The effectiveness of the “three km” strategy is unclear also in the face of the fact that a large proportion of the poultry consists of numerous relatively small backyard flocks, rather than large commercial poultry farms. It is difficult to imagine how these birds, which scavenge through the day within short distances of the backyard to which they return at night, could carry infection to adjacent villages without human effort, or why such birds or their infected products may be moved from village to village by their owners and let loose there. Unless we have good evidence that this does happen, there does not appear to be sufficient ground for the assumption that all small flocks in a radius of three km are infected. It is not clear what has been hypothesised to be the mode of spread over three km. The outbreaks in multiple districts in West Bengal were certainly not contiguous and could well have been caused by movements of infected birds by their owners to far places in panic induced by the realisation that their flocks would soon be lost to culling.
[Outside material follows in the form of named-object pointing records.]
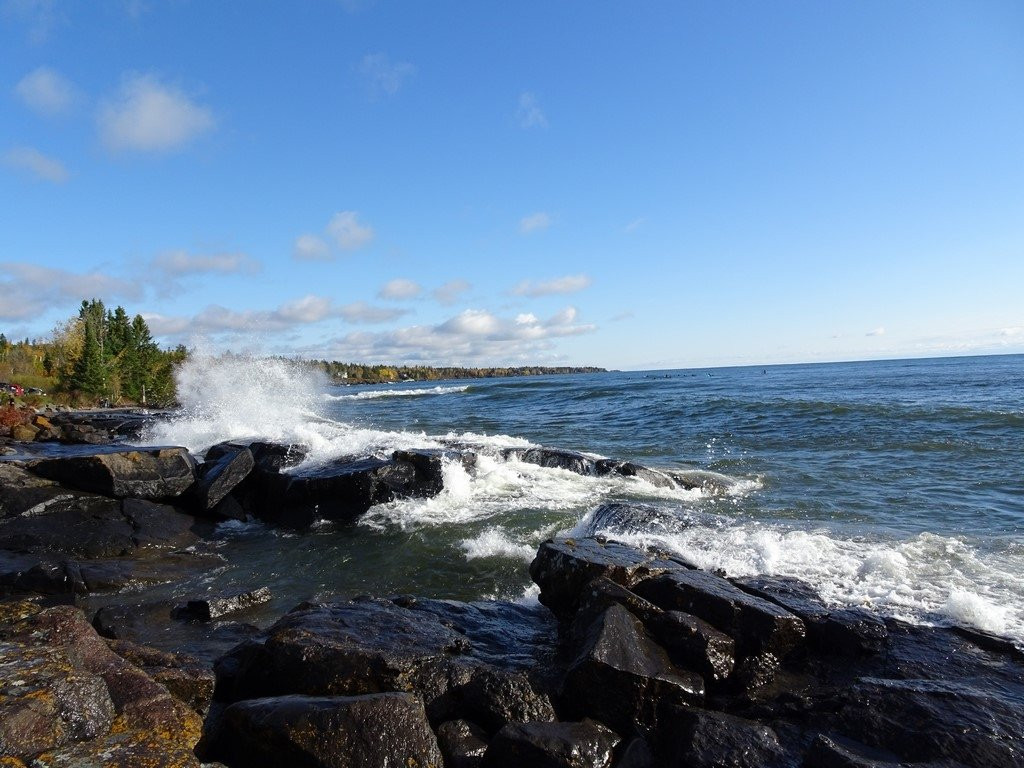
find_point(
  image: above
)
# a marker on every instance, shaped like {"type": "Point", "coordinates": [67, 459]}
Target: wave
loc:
{"type": "Point", "coordinates": [377, 393]}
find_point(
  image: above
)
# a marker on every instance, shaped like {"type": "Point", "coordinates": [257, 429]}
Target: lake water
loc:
{"type": "Point", "coordinates": [897, 485]}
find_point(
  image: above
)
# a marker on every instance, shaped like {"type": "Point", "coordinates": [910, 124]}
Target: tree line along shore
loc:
{"type": "Point", "coordinates": [103, 355]}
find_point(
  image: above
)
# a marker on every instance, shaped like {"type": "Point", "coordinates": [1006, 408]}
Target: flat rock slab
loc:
{"type": "Point", "coordinates": [564, 566]}
{"type": "Point", "coordinates": [143, 473]}
{"type": "Point", "coordinates": [757, 625]}
{"type": "Point", "coordinates": [69, 699]}
{"type": "Point", "coordinates": [368, 731]}
{"type": "Point", "coordinates": [585, 744]}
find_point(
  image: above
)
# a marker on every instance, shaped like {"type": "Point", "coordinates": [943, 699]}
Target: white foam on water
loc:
{"type": "Point", "coordinates": [925, 579]}
{"type": "Point", "coordinates": [378, 393]}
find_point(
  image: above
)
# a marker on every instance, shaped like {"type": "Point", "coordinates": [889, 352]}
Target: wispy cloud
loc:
{"type": "Point", "coordinates": [347, 232]}
{"type": "Point", "coordinates": [46, 91]}
{"type": "Point", "coordinates": [39, 165]}
{"type": "Point", "coordinates": [535, 222]}
{"type": "Point", "coordinates": [529, 113]}
{"type": "Point", "coordinates": [310, 248]}
{"type": "Point", "coordinates": [472, 337]}
{"type": "Point", "coordinates": [568, 284]}
{"type": "Point", "coordinates": [451, 291]}
{"type": "Point", "coordinates": [399, 289]}
{"type": "Point", "coordinates": [28, 291]}
{"type": "Point", "coordinates": [180, 263]}
{"type": "Point", "coordinates": [145, 115]}
{"type": "Point", "coordinates": [383, 75]}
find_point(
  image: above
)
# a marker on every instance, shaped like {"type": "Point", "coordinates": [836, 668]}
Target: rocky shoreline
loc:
{"type": "Point", "coordinates": [633, 657]}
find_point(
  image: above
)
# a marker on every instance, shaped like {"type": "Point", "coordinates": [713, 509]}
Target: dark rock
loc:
{"type": "Point", "coordinates": [187, 678]}
{"type": "Point", "coordinates": [214, 607]}
{"type": "Point", "coordinates": [922, 720]}
{"type": "Point", "coordinates": [350, 648]}
{"type": "Point", "coordinates": [429, 467]}
{"type": "Point", "coordinates": [380, 729]}
{"type": "Point", "coordinates": [585, 744]}
{"type": "Point", "coordinates": [700, 738]}
{"type": "Point", "coordinates": [621, 677]}
{"type": "Point", "coordinates": [143, 473]}
{"type": "Point", "coordinates": [757, 625]}
{"type": "Point", "coordinates": [629, 469]}
{"type": "Point", "coordinates": [339, 491]}
{"type": "Point", "coordinates": [554, 459]}
{"type": "Point", "coordinates": [840, 631]}
{"type": "Point", "coordinates": [217, 477]}
{"type": "Point", "coordinates": [69, 699]}
{"type": "Point", "coordinates": [691, 642]}
{"type": "Point", "coordinates": [462, 743]}
{"type": "Point", "coordinates": [564, 566]}
{"type": "Point", "coordinates": [494, 698]}
{"type": "Point", "coordinates": [835, 753]}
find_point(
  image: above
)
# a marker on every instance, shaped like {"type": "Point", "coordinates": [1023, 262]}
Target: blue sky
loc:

The probability of wild waterfowl carrying the infection from a shared pond at the epicentre and seeding faraway locations to cause “fresh” outbreaks is also significant, but it is not clear if this can explain the “three km” limit. The application of the “three km” strategy to an area dominated by backyard poultry may not be easy to justify. In fact, a similar argument can be made for large poultry farms as well.

A preventable economic disaster?

This also brings into question the validity of the economic argument for the mass culling of this kind. The generally understood and primary rationale for culling is that you cull some of the fowl in the vicinity of the proven infection, which are usually recognised from sudden mass deaths of fowl, in order to save the rest. When we consider that far lesser culling, such as that recommended in the FAO manual, might have been as effective, we are faced with the uncomfortable probability that this has been a preventable economic disaster. The alternative strategy in fact seems to make far more economic sense: cull in one village and cull more if and when there is evidence of infection elsewhere. This should allow the payment of higher compensation for culling, encourage the reporting of bird deaths early, discourage false reporting, reduce the panic and thus the wild spread, and save hugely on the mobilisation of resources for culling and disinfection. Simultaneously, exhorting people to keep their poultry confined to the backyards until the danger has passed may find more takers than mass culling does. Such an approach may appear to prolong the epidemic but could considerably reduce net losses of all kinds.

Finally, the impression given is that mass culling will minimise the risk of human infection, such as by saying that this is being done to protect the people. Careful, early culling of infected birds certainly will protect humans but in a mass campaign such as this, there is a greater likelihood of people coming into closer contact with fowl when they are catching and handing them over, when they crowd to watch the culling, as has been reported in the press (5), or when they gather their infected flock and flee. Also, mass culling does not significantly diminish the likelihood of the dreaded mutation to human influenza.

Actions for the good of the poor

If culling is largely an economic intervention, it is worth considering whether the poor, who own much of the poultry being destroyed, might make somewhat different decisions if they had the choice. They may be ready to take the very slightly greater risk of infecting themselves by choosing to live on with birds having a marginally greater likelihood of being infected. For instance, imagine what decision a poor household in the “three km” zone may make when presented the following choice: either give up your bird for two thirds of its market price and enjoy a probable reduction in risk of your becoming infected from three per 1,000 to 1 per 1,000, or live with the bird who has a 90 per cent chance of not being infected but with a three in 1,000 chance of your becoming infected, if the bird turns out to be infected. These numbers are of course as hypothetical as the question itself, but may not be far from the truth. The poor take far greater risks in their daily lives. When we take such decisions on their behalf, how do we judge if we are really acting for their good? From whose perspective? At whose cost? To save whose costs?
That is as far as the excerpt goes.